Pour emprunter les sentiers que Lapointe a choisi d’emprunter, des voies étrangères au divertissement, au ravissement béat et au réconfort, il y a bien entendu un prix à payer. "Dans l’art, en ce moment, c’est le festival du désengagement et du consensus, lance le jeune créateur. Les artistes se mobilisent seulement quand on leur coupe des millions de dollars! Moi, j’essaie d’être toujours, sur scène, dans un acte de résistance. Le théâtre est le dernier espace de parole libre et tout est fait pour nous l’enlever. On m’a beaucoup taxé d’hermétisme, d’inaccessibilité. Ce sont des étiquettes que je refuse! Ce que j’ai à dire est peut-être complexe, la matière est dense, mais je ne cherche pas à ne pas être compris, bien au contraire!"

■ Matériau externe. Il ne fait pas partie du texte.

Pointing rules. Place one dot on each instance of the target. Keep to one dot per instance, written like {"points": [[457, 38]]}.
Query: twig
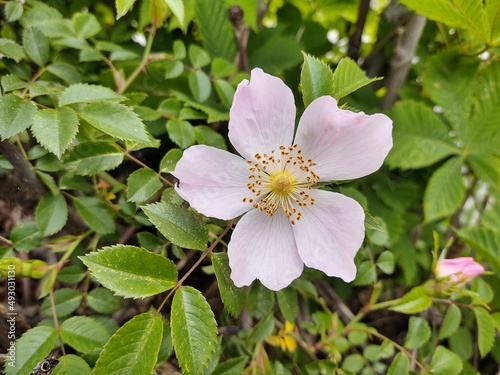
{"points": [[355, 38], [401, 58]]}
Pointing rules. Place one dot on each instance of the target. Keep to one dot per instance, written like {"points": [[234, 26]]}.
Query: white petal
{"points": [[330, 233], [213, 181], [263, 247], [262, 116], [344, 144]]}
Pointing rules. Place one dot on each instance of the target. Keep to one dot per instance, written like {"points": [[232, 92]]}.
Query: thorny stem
{"points": [[198, 262], [137, 161], [144, 61]]}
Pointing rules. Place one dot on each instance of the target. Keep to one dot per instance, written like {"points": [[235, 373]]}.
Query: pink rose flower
{"points": [[458, 270], [287, 221]]}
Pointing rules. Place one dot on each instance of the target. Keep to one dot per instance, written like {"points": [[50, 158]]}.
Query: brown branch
{"points": [[24, 174], [401, 58], [355, 38]]}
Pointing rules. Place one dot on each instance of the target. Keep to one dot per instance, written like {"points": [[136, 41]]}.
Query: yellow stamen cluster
{"points": [[281, 180]]}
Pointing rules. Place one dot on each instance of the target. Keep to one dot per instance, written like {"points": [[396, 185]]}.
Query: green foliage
{"points": [[180, 226], [133, 348], [131, 271], [99, 100], [194, 343]]}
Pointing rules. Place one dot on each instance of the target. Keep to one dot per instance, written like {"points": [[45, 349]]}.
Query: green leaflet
{"points": [[179, 225], [348, 77], [316, 79], [232, 296], [142, 184], [95, 213], [133, 349], [445, 191], [131, 271], [215, 28], [445, 362], [418, 333], [194, 330], [485, 330], [84, 333], [420, 137], [90, 158], [55, 129], [15, 115], [51, 214]]}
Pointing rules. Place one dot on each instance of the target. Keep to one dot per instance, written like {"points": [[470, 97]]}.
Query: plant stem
{"points": [[203, 256]]}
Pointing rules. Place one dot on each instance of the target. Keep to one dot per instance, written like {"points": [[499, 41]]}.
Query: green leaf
{"points": [[262, 329], [90, 158], [32, 347], [68, 73], [233, 366], [95, 213], [142, 185], [483, 129], [366, 273], [224, 91], [485, 330], [420, 137], [486, 167], [414, 301], [12, 82], [451, 322], [194, 330], [200, 85], [466, 14], [445, 362], [86, 25], [85, 93], [133, 349], [260, 300], [122, 7], [66, 301], [36, 45], [11, 49], [486, 242], [445, 191], [349, 77], [198, 56], [102, 301], [215, 29], [288, 302], [84, 333], [13, 11], [177, 8], [418, 334], [400, 365], [232, 296], [385, 262], [25, 237], [450, 79], [169, 160], [15, 115], [70, 364], [131, 271], [51, 214], [181, 132], [316, 79], [55, 128], [117, 120], [180, 226]]}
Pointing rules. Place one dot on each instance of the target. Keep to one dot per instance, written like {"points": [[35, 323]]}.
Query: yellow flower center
{"points": [[281, 180], [282, 183]]}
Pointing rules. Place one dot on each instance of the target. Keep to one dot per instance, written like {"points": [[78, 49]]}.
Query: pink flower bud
{"points": [[459, 270]]}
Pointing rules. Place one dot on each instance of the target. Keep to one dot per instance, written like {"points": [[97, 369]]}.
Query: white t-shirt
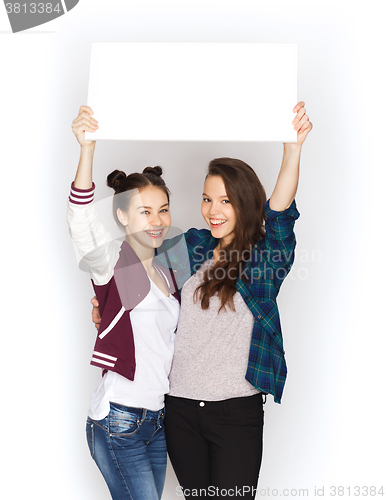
{"points": [[154, 323]]}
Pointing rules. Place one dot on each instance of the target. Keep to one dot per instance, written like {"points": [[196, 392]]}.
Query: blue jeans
{"points": [[129, 447]]}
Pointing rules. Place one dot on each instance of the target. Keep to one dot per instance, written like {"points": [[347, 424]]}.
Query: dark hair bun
{"points": [[153, 171], [114, 180]]}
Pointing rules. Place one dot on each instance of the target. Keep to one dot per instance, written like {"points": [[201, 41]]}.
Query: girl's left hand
{"points": [[301, 122]]}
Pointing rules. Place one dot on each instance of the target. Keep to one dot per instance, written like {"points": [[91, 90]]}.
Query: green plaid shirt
{"points": [[270, 262]]}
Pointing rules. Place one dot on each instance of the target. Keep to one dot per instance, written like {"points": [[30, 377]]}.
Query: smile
{"points": [[155, 233], [217, 222]]}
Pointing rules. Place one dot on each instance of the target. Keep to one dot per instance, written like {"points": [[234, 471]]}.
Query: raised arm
{"points": [[287, 181], [82, 123]]}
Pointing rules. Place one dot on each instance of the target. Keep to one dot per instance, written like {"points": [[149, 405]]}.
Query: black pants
{"points": [[215, 447]]}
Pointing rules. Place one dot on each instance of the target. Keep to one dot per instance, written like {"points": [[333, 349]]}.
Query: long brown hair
{"points": [[247, 196]]}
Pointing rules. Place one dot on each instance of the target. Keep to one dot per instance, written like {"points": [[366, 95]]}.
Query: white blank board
{"points": [[193, 91]]}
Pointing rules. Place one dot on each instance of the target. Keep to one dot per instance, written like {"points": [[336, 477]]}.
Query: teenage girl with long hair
{"points": [[139, 304], [229, 347]]}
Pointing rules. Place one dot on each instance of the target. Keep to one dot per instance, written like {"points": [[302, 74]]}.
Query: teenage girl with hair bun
{"points": [[140, 304], [229, 347]]}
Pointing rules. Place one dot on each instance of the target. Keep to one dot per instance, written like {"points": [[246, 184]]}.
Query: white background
{"points": [[329, 429]]}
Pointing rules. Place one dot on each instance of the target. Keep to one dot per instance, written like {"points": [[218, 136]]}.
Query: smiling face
{"points": [[147, 220], [217, 209]]}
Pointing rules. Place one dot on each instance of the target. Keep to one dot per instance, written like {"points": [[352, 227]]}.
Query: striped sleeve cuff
{"points": [[81, 196]]}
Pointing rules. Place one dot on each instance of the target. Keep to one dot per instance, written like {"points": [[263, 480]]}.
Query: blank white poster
{"points": [[193, 91]]}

Consultez la page du Théâtre La Chapelle au www.voir.ca/lachapelle.
C.V.
Formé au Conservatoire d’art dramatique de Québec et à l’École nationale de théâtre, Christian Lapointe est un artiste curieux, ouvert sur le monde, iconoclaste et franchement polémiste. Directeur artistique du Théâtre Péril depuis 2000, il a mis en scène W.B. Yeats (Le Chien de Culann et Le Seuil du palais du roi), Claude Gauvreau (Faisceau d’épingles de verre), Villiers de L’Isle-Adam (Axël), Mark Ravenhill (Shopping and F***ing), Daniel Danis (La Nuit des calendrystes), ses propres textes (Hoi Sinh/Dichotomie, C.H.S., qui a aussi été mis en espace au Festival d’Avignon, en 2006, par Richard Sammut, et Anky ou La Fuite/Opéra du désordre, qu’on verra en février prochain à la Salle Jean-Claude Germain du Théâtre d’Aujourd’hui) et, bientôt, Fausto Paravidino (Nature morte dans un fossé, une coproduction du Théâtre Blanc et du Théâtre l’Escaouette). En 2007, à Berlin, Lapointe a pris part, grâce à l’Institut international du théâtre (UNESCO), à un atelier sur les nouvelles dramaturgies. La même année, la metteure en scène Brigitte Haentjens lui a remis, à titre de protégé, une partie de la bourse qu’elle avait reçue en même temps que le prestigieux prix Siminovitch.